Even then, it wasn't that awesome of a game to anyone who was already bored sick of EverQuest. However, they managed to fish in a whole lot of people who never played an MMORPG before from sheer bandwagon effect and Blizzard fanbase.

WoW certainly isn't just a playground for wide-eyed casuals; it has pooptons of challenging PvE and PvP content at endgame (a good 60% of all my time playing the game was spent at 70/80 doing nothing but arenas).

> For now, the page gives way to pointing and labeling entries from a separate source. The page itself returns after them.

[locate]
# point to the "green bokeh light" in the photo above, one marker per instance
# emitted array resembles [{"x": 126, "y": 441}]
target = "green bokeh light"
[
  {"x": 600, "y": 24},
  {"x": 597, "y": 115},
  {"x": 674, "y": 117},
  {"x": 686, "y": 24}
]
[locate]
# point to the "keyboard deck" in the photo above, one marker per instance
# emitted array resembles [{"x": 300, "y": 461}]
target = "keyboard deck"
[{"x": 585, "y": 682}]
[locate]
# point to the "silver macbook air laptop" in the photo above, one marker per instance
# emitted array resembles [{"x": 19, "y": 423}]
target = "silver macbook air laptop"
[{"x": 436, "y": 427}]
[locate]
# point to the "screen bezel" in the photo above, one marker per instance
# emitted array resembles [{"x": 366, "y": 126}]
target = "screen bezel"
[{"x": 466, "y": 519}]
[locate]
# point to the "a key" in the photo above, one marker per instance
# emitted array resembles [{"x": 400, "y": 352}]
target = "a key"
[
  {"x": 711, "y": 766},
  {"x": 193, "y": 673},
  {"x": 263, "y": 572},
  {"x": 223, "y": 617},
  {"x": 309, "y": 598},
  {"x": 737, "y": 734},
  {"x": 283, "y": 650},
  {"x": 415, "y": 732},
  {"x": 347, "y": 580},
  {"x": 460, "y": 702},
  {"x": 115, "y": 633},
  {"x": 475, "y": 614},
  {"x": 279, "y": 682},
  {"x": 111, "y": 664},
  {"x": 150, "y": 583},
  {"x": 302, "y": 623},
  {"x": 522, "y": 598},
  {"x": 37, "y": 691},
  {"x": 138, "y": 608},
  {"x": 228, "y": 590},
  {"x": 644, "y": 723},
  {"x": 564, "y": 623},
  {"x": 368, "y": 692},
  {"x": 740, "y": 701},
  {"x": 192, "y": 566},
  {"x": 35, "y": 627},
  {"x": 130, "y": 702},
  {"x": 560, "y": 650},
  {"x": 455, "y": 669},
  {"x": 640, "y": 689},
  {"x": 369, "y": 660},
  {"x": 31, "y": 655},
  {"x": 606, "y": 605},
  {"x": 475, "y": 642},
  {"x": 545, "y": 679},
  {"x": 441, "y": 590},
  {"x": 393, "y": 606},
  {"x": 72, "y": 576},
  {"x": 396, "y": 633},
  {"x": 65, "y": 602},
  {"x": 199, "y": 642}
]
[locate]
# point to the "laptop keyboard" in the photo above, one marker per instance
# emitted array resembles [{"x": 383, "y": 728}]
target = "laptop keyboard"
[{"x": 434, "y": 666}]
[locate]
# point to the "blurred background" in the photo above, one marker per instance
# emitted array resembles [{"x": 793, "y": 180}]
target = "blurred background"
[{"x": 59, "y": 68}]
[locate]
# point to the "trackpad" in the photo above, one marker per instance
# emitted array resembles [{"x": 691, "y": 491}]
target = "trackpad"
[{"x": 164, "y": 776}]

of course, i'm not trying to say that WoW is perfect or anywhere near it. i'm just giving my thoughts on why it became so popular and why i personally enjoyed it so much too

soo... immersion. yeah, that's what we were talking about
Sorry, I don't mean to go on and on about finding chinks in WoW's armor, but it is something I put a lot of thought towards.

I do know that WoW has a lot of players who never played an MMORPG before because a cursory glance at the chart shows that even if you add up the top 3 MMORPGs (not counting Lineage and Lineage 2 because the former is primarily Eastern and the later wasn't even out yet) you don't approach a 10th of WoW's population. That would seem to indicate a whole lot of new faces.

It's tricky business setting the bar at WoW. A lot of developers have tried to come up with "WoW killers" and had it thrown back in their face. Last I checked, they've decided that competing with WoW is a recipe for disaster. It makes sense, really: if players wanted to play more WoW, they'd just stick with the one game that does WoW best: WoW itself.

But, yes: immersion!

Actually, I'm not sure if I left much unsaid. Immersion is indeed really important to a compelling virtual world, but it's hard to do right.